For application architectures that use a DBMS, I’ve seen many performance issues found by looking at the recent queries. Most of the time, DBAs can fix the issue by masking inefficient queries with indexes, but I have seen business intelligence teams running queries on production tables not realizing their queries are creating blocks.
- Ping is your friend.
- In addition to the example in the first truth, I have two more examples of where ping helped us find an issue that our other tools did not.
The first one was an application slowness issue where we were seeing slow responses coming from the database. The DBAs were involved early and weren’t finding blocking or indexing opportunities. Performance counters showed around 25% processor utilization and bandwidth lower than 20 Mbps on 1 Gbps interfaces. We mainly used these to see if we had erratic connectivity (see system admin truths – switches die one port at a time) we started continuous pings and were seeing latency so high some responses timed-out.
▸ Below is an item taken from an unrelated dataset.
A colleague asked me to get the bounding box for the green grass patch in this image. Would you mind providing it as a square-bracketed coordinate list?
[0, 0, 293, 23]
This issue was that the older server did not have any type of multi-pathing features and one processor was taking the network I/O load. It was a 4-processor server and the 25% was one processor over-loaded. The resolution was we created an 802.3 LACP trunk across four NICs and balanced the network load across the processors.
Most recently, I had a customer talk to me about multiple Outlook hangs. We discussed the usual culprits; He implemented some best practices, but the hangs persisted. I asked him to run continuous pings to the Exchange server and record the latencies and what he found was lost packets. After showing his results to their network team, they were able to discover flapping on the port which provided connectivity outside of their site. The network team resolved the flapping and the hangs ceased.
- Queue performance counters point you in the right direction quickly.
- A quick example is as follows: Wwe had been receiving slowness complaints from users of an imaging application. After looking at many of the performance counters we noticed high CPU queue values but not high utilization. The applications architecture forced us into a single application server (we couldn’t scale-out). This issue was that there weren’t enough processors servicing requests. This one was an easy fix by adding vCPUs.